Obama będzie nalegał na wprowadzenie zmian do projektu ustawy o pakiecie ratunkowym i unikanie sformułowań, które utrudniłyby relacje gospodarcze lub "stworzyły wrażenie, że Stany Zjednoczone nie są zaniepokojone globalną sytuacją handlu" - podkreślił prezydent wywiadzie dla Fox TV.
Za dużo, za dużo!
Rządowy plan pobudzenia gospodarki USA kosztem ponad 800 miliardów dolarów, uchwalony wcześniej przez Izbę Reprezentantów, stał się przedmiotem burzliwej debaty w Senacie.
Republikanie krytykują pakiet, twierdząc, że jest przeładowany niepotrzebnymi wydatkami z budżetu, i domagają się uwzględnienia większych obniżek podatków.
Projekt ustawy zgłoszony w Senacie przewiduje wydatki w wysokości 885 mld dolarów - większe nawet, niż w Izbie Reprezentantów, gdzie plan uchwalono wyłącznie głosami Demokratów.
Miliony na grypę i antykoncepcję
Krytycy zarzucają autorom projektu, że włączyli do planu wydatki nie mające nic wspólnego ze stymulowaniem wzrostu gospodarczego, jak wielomilionowe fundusze na antykoncepcję, walkę z ptasią grypą i niektóre programy pomocy socjalnej.
Konserwatyści twierdzą, że plan zmierza do realizacji "europejskiego socjalizmu", i ostrzegają przed ogromnym powiększeniem deficytu budżetowego.
Roboty publiczne w cenie
We wtorek Demokraci - którzy, podobnie jak w Izbie Reprezentantów, mają w Senacie większość - mimo protestów Republikanów dołączyli do projektu poprawkę o zwiększeniu do 40 mld dolarów - ponad dwukrotnie - funduszy na budowę autostrad i rozbudowę transportu publicznego.
GOP (Partia Republikańska) utrzymuje, że inwestycje w rozbudowę infrastruktury nie przyniosą szybko nowych miejsc pracy, jak to obiecuje administracja prezydenta Baracka Obamy.
Republikanie przedstawili plan pomocy dla właścicieli domów w spłacaniu kredytów hipotecznych - ich oprocentowanie miałoby zostać obniżone.

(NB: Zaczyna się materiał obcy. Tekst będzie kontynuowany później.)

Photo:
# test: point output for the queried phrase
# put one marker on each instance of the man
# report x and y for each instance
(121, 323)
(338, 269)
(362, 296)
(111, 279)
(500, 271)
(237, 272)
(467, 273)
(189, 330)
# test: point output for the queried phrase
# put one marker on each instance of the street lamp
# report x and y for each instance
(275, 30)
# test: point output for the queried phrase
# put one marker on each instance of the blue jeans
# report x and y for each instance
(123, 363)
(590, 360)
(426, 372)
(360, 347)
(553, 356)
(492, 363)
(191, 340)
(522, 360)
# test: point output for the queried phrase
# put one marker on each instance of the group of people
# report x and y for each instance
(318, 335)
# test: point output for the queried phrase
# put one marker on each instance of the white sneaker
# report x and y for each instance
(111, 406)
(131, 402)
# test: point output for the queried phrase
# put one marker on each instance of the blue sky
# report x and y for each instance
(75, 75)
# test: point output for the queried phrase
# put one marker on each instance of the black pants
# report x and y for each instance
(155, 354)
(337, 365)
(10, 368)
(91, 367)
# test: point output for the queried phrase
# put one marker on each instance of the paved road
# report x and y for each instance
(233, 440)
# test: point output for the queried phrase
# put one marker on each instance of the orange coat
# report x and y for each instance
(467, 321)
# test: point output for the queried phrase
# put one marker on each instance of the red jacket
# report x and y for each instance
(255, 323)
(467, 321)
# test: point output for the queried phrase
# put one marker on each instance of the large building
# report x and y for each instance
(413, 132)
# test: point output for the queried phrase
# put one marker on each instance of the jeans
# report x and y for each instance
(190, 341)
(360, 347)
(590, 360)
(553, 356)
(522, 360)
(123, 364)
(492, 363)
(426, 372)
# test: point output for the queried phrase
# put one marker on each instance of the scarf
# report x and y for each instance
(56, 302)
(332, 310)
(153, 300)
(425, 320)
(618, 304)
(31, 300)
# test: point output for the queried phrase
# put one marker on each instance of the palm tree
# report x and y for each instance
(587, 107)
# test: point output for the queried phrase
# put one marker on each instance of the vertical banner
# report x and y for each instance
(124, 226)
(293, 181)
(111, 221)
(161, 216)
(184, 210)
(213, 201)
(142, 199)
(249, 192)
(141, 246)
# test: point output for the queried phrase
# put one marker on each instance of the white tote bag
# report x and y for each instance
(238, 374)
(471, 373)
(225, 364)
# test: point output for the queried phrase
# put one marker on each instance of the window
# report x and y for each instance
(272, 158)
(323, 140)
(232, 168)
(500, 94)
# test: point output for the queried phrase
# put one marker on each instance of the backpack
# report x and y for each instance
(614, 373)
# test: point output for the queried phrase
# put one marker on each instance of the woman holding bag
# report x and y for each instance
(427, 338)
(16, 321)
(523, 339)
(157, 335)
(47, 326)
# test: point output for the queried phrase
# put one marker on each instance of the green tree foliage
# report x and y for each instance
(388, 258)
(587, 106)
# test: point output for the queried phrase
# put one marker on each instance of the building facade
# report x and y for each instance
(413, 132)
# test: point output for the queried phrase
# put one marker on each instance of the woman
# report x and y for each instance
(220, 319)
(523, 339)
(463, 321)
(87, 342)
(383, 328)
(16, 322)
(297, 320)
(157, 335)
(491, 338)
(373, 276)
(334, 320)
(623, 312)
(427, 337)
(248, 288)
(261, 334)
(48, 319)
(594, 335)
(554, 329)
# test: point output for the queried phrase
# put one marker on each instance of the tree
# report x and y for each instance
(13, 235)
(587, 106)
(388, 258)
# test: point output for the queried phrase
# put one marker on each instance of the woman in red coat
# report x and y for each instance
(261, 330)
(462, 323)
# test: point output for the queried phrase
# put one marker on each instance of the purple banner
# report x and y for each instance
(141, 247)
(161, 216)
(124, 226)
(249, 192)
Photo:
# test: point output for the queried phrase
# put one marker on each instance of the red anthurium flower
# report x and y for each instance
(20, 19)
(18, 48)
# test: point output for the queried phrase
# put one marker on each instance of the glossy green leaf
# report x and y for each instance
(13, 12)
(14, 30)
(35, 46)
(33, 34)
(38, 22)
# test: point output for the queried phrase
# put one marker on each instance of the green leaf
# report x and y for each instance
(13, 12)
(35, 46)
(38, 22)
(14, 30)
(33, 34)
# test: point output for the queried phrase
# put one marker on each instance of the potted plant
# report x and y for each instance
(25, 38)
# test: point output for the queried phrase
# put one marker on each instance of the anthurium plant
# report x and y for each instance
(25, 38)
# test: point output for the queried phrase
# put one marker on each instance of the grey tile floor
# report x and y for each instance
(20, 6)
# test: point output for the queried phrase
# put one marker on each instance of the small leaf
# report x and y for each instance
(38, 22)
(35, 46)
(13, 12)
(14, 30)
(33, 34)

Kryzys na rynku mieszkaniowym leży u podłoża obecnej recesji.
Prezydent Obama ponownie wezwał we wtorek do jak najszybszego uchwalenia pakietu pobudzenia gospodarki. Jak powiedział, Kongres powinien zapomnieć o partyjnych sporach. Biały Dom sygnalizuje jednak gotowość do kompromisów w sprawie swego planu ekonomicznego.